Всё что она когда-то видела, это воспоминания - её, чужие, ещё какие-то, даже ничейные. Девушка припала к стене, из которой торчал какой-то невнятный предмет; с трудом разлепив веки, она разглядела наконец, что это дверь, дёрнула её на себя, с гудящей головой перешагнула порог и остановилась у лестницы, ведущей в тьму подъезда, всего четыре ступеньки, но они казались неимоверно недосягаемыми. Она рухнула у подножья лестницы, и всё её существо залили слёзы, в солнечном сплетении творился сущий ад - будто бы сухой дикий огонь сжигал всё, словно бумагу, но бумага плохо поддавалась, оставляя на изнанке страшные ожоги, которые вряд ли когда-нибудь зарастут. Руки тряслись, а голова безвольно лежала на первой ступени, глаза-щёлки чуть прикрыты, сочится вода; из горла вырываются непонятные звуки, изо рта обильными потоками стекает слюна, которую нет сил выплёвывать. Да ей бы корчиться от боли, от невыносимости того, что она есть, от невыносимости бытия, но не может, потому что никаких уже сил не осталось, а воспоминания - они все куда-то ушли, покинули, они больше не с ней. Чужие, её, родные, ничейные - она только ими и жила, брала те, которые никому были не нужны, и по ночам урчала, словно кошка, нежилась, купаясь в них, найденных нечаянно. Последнее, что её держало - его больше нет, оно куда-то делось.

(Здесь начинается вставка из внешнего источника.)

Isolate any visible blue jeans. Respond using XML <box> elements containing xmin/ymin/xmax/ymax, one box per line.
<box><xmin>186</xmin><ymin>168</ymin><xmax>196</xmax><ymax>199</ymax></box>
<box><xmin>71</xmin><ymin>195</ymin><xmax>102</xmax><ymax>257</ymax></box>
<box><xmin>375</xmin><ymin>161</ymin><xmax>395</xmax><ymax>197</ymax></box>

"Куда-то делось", - повторяла она вчера, сидя перед зеркалом и смотря будто сквозь него. В желудке тогда начиналась изжога, а глаза были сухими и широко раскрытыми, будто бы от удивления. Медуза Горгона бушевала в голове, и мысли от её взглядов каменели и переставали двигаться.
Суставы выворачивало, колени подгибались, руки не держали, а пальцы не сгибались. Её вывернуло наизнанку на второй ступени, после чего буря в голове и пульсирующая боль по всему телу, словно цепь брякающих друг об друга при малейшем соприкосновении бубенчиков, немного отступила в глубь сознания, ровно настолько, чтобы она смогла продрать глаза и подняться по лестнице. А потом подняться ещё раз и ещё, цепляясь за перила, открыть ещё одну дверь, свернуть и оказаться у железной двери, распахнуть её и войти внутрь. Казалось - высосали. Казалось, что все чувства, все ощущения в её теле насильно выдрали и оставили только сухую, жёсткую, как металлическая щётка, боль, страдание, да нервы на пределе. На какой струне она держалась?
Ещё раз подняться, опереться о косяк и скинуть туфли, неожиданно вспомнив об их существовании. Окружающий мир так и расплывался некрасивыми мрачными каплями под её взглядом, тёк, менялся и всё же оставался неизменным - смешение чёрных, иссиня-чёрных и багровых тонов, и глухие светлые проблески между ними - отражение серого неба в окнах.
Упала, в забытье; разделась и упала на кровать, уткнулась в подушку и нервно вздохнув, закрыла глаза, спугнув последние потоки слёз; дыша ртом, пальцы судорожно сжимались и разжимались. Заснула, упала, в забытье.
И между тем вокруг неё, в тёмной жидкости мира, в глухих цветов эфире, в астрале, в мрачном мире подсознания - чёрт разберёт - роились воспоминания, кружили, сплетались, соединялись, проникали друг в друга, связываясь в узлы, образовывая сосуды, пульсируя кровью в голове, обнажая кожу... слепилось Воспоминание.
Крепко обняло её и коснулось горячими губами лба.